City of Boise will send 'Energize Our Neighborhoods' report card home to Vista neighbors in early 2016

Early in 2016, shortly after the holiday break, school kids in Boise's Vista neighborhood will be bringing home a report card to their parents—but it won't contain grades. It's a report card from the city of Boise to Vista residents on what the city has accomplished in its Energize Our Neighborhoods initiative and, more important, what's still to come.

"We'll be sending them home with every student from Hawthorne and Whitney elementary schools and South Junior High," said Melinda McGoldrick, Boise's new Energize Our Neighborhoods coordinator.

Editor's note: You can read the full report online by clicking here.

Vista neighbors packed the community center at Whitney Elementary in June 2014 to first hear about the new initiative, which city officials promised would have "huge potential." In short order, neighbors identified eight focus areas that need greater attention, including children and youth, economic development, housing, public safety, sustainability and transportation.

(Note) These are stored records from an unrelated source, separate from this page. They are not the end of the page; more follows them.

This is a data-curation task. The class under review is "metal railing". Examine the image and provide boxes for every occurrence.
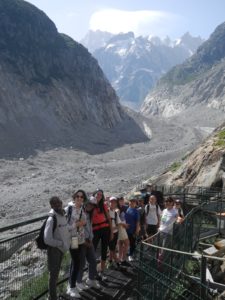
[0,215,71,300]
[133,197,225,300]
[1,186,225,299]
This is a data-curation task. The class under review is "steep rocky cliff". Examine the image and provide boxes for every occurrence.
[141,22,225,117]
[0,0,147,157]
[150,123,225,188]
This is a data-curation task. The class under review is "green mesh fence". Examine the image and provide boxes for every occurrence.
[133,194,225,300]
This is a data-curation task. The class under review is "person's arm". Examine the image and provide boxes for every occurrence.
[157,206,162,227]
[44,216,63,248]
[84,216,93,247]
[105,208,113,240]
[135,210,140,236]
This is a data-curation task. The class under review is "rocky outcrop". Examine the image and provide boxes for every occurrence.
[141,22,225,117]
[0,0,148,157]
[150,123,225,188]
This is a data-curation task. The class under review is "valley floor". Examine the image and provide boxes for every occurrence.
[0,107,224,227]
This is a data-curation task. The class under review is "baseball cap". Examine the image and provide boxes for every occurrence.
[109,196,117,201]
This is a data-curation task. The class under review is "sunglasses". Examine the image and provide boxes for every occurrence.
[76,195,84,199]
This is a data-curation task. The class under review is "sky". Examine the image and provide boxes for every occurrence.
[26,0,225,42]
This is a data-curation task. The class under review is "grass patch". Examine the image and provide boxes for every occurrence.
[13,252,71,300]
[15,270,49,300]
[169,161,182,172]
[214,129,225,147]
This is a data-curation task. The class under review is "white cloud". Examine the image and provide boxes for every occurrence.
[89,9,181,37]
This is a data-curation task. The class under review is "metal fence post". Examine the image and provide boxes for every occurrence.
[137,242,144,300]
[200,255,207,300]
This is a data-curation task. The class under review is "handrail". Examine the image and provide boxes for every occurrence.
[141,201,224,262]
[0,214,48,233]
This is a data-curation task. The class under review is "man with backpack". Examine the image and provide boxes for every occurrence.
[145,195,161,237]
[144,184,164,209]
[44,196,71,300]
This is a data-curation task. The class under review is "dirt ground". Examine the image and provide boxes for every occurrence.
[0,106,224,228]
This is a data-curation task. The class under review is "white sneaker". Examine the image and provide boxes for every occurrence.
[76,282,89,291]
[128,256,134,262]
[86,278,101,289]
[98,272,107,281]
[69,287,81,298]
[66,285,70,295]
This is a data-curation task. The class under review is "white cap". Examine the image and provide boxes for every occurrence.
[109,196,117,201]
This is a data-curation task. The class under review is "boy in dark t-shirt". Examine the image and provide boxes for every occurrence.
[125,196,140,261]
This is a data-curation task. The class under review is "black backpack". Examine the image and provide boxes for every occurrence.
[146,204,159,218]
[35,214,57,250]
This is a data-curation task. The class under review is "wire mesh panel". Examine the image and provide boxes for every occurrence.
[0,219,70,300]
[133,199,225,300]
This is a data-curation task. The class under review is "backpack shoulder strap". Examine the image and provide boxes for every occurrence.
[146,204,150,215]
[156,204,160,220]
[67,205,73,222]
[49,213,57,232]
[52,214,57,232]
[115,211,118,225]
[79,207,83,221]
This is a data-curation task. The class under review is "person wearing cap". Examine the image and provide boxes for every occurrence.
[125,195,140,261]
[107,196,121,269]
[117,196,130,266]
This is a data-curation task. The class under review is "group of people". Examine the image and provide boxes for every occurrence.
[43,185,184,300]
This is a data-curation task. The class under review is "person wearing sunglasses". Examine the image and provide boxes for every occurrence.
[65,190,87,298]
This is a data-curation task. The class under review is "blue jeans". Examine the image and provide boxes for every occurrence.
[69,243,85,288]
[86,243,98,280]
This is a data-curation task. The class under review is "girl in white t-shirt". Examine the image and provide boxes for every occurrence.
[159,197,178,249]
[108,197,121,268]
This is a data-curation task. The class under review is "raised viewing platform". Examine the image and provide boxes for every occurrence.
[1,185,225,300]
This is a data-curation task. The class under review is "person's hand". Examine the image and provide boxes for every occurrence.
[135,228,140,236]
[84,239,92,248]
[123,223,129,229]
[176,217,184,224]
[76,220,86,227]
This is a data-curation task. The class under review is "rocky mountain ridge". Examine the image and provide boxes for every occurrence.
[141,21,225,117]
[90,31,203,109]
[0,0,148,158]
[80,30,114,52]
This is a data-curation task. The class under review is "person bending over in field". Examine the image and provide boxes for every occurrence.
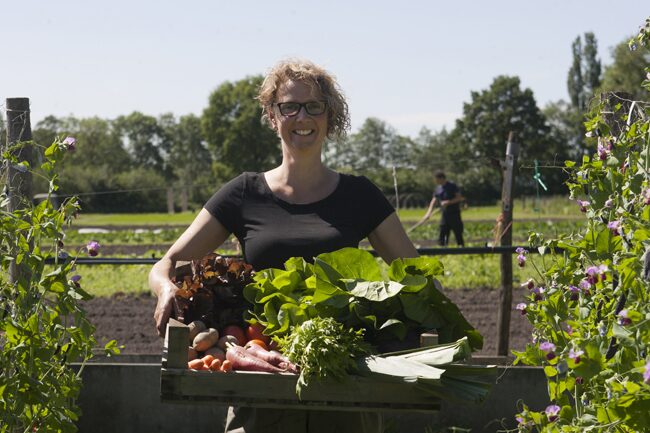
[149,58,418,433]
[409,170,465,247]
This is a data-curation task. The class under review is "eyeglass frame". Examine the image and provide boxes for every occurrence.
[273,101,328,117]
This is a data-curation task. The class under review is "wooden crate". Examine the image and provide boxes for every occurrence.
[160,319,441,412]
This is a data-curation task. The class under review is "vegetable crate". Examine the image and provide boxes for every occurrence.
[160,319,441,413]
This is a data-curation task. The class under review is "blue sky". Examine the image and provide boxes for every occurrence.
[2,1,647,137]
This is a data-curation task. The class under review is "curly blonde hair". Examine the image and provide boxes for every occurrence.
[258,59,351,140]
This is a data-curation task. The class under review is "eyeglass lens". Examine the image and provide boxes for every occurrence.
[277,101,326,116]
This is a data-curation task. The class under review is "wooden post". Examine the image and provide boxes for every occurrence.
[5,98,33,284]
[496,132,519,356]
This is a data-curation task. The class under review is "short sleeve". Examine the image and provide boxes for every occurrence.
[203,174,246,234]
[356,176,395,236]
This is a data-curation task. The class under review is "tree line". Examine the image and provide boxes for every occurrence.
[1,34,647,213]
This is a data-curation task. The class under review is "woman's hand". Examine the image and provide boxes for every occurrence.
[154,280,179,338]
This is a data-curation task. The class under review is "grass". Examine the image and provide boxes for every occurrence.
[71,196,581,227]
[66,195,581,297]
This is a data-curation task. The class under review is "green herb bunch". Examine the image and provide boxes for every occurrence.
[278,316,371,397]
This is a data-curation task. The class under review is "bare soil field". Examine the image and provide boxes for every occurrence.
[82,288,533,357]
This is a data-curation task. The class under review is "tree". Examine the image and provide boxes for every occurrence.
[164,113,214,206]
[567,32,602,112]
[114,112,168,175]
[599,36,650,101]
[451,76,568,201]
[201,76,280,180]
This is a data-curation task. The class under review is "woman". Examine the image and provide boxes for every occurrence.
[149,59,418,433]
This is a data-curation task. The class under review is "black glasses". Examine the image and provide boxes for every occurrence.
[275,101,327,117]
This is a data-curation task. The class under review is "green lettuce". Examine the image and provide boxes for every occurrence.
[243,247,483,350]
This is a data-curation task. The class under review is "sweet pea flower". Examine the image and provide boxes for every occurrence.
[579,279,592,294]
[643,188,650,206]
[569,348,584,364]
[556,361,568,375]
[62,136,76,151]
[531,286,545,301]
[597,142,610,160]
[617,309,632,326]
[58,250,69,260]
[644,361,650,384]
[515,247,527,267]
[515,303,528,315]
[604,198,614,208]
[585,266,600,285]
[521,278,535,290]
[607,220,621,236]
[576,200,590,213]
[86,240,101,257]
[598,264,608,281]
[567,285,580,301]
[70,274,82,288]
[545,404,561,422]
[540,341,556,360]
[576,376,584,385]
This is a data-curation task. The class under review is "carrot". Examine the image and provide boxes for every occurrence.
[220,360,233,372]
[188,358,206,370]
[244,344,298,372]
[226,344,285,373]
[209,358,222,371]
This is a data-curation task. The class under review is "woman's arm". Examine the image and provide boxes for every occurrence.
[149,208,231,337]
[368,212,419,265]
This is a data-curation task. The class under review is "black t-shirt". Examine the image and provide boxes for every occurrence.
[434,181,461,219]
[204,172,394,270]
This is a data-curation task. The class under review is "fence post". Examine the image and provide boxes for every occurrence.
[5,97,33,284]
[496,132,519,356]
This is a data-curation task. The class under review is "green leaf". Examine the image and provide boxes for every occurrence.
[346,280,404,301]
[315,247,382,280]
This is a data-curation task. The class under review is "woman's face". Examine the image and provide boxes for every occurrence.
[270,80,328,152]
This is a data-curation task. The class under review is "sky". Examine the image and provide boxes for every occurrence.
[1,1,648,138]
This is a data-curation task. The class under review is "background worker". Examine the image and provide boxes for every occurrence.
[409,170,465,247]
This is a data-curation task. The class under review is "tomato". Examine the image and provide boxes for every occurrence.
[245,339,268,351]
[245,323,270,345]
[222,325,247,345]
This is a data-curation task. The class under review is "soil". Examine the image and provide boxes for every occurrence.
[81,288,533,357]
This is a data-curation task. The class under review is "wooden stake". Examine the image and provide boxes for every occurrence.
[5,97,33,285]
[496,132,519,356]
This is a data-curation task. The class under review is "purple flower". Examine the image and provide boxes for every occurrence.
[569,348,584,364]
[531,286,545,301]
[517,254,526,267]
[604,198,614,208]
[515,247,526,255]
[597,142,609,160]
[86,240,101,257]
[545,404,561,422]
[598,264,608,280]
[62,136,76,151]
[585,266,600,285]
[515,303,527,315]
[576,376,584,385]
[70,274,82,287]
[643,188,650,206]
[579,279,591,292]
[540,341,556,360]
[567,285,580,301]
[607,220,621,236]
[521,278,535,290]
[617,309,632,326]
[576,200,590,213]
[58,251,69,260]
[644,361,650,384]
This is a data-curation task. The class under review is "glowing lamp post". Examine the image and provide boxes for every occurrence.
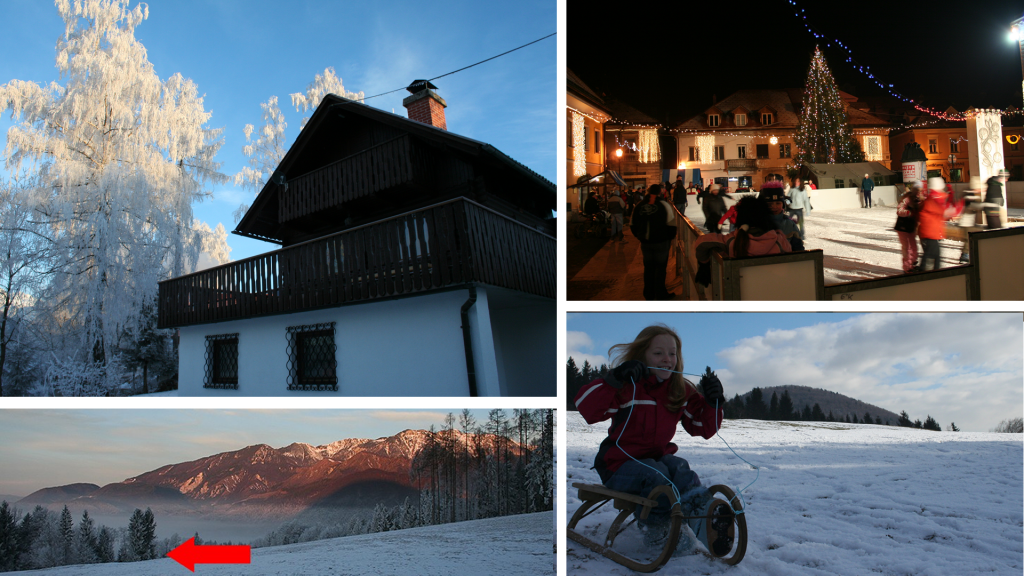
[1012,17,1024,106]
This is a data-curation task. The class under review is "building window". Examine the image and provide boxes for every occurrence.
[735,113,747,126]
[714,146,725,161]
[761,112,773,125]
[756,144,769,159]
[286,322,338,391]
[863,135,882,161]
[583,126,589,152]
[689,146,699,162]
[835,179,845,188]
[1012,141,1020,152]
[928,138,937,154]
[204,334,239,389]
[594,129,601,154]
[779,143,791,158]
[567,118,573,148]
[737,145,746,159]
[949,139,959,154]
[927,169,942,178]
[949,168,962,183]
[708,114,720,127]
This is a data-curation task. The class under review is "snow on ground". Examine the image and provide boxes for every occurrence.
[17,512,553,575]
[567,412,1023,576]
[681,199,1013,285]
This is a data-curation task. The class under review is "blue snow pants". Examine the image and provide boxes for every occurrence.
[603,454,701,526]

"But change needs to be resident-driven," said McGoldrick.

The highest-profile change, to date, in Vista came in the form of free pre-kindergarten sessions at Hawthorne and Whitney elementary schools. In kicking off the first day of a unique partnership with the Boise Independent School District, Mayor Dave Bieter called it a "watershed day for our city and maybe our state."

Other changes to the Vista neighborhood haven't gotten much of media attention, yet are still significant to some residents: new sidewalks and stop signs.

"They're smaller in scale, but they're a big deal to the neighborhood," said McGoldrick, adding the transportation and public safety committees have worked with the Ada County Highway District to install stop signs and sidewalks to areas throughout the neighborhood..

In 2016, the city also intends to embark on a first-of-its kind partnership with the Treasure Valley YMCA and Boys and Girls Clubs to expand youth activities at neighborhood schools. It's something McGoldrick said would be "pretty monumental."

"We'll be pretty busy in the coming year," she added. "Yes, it's definitely a process. But change isn't impossible."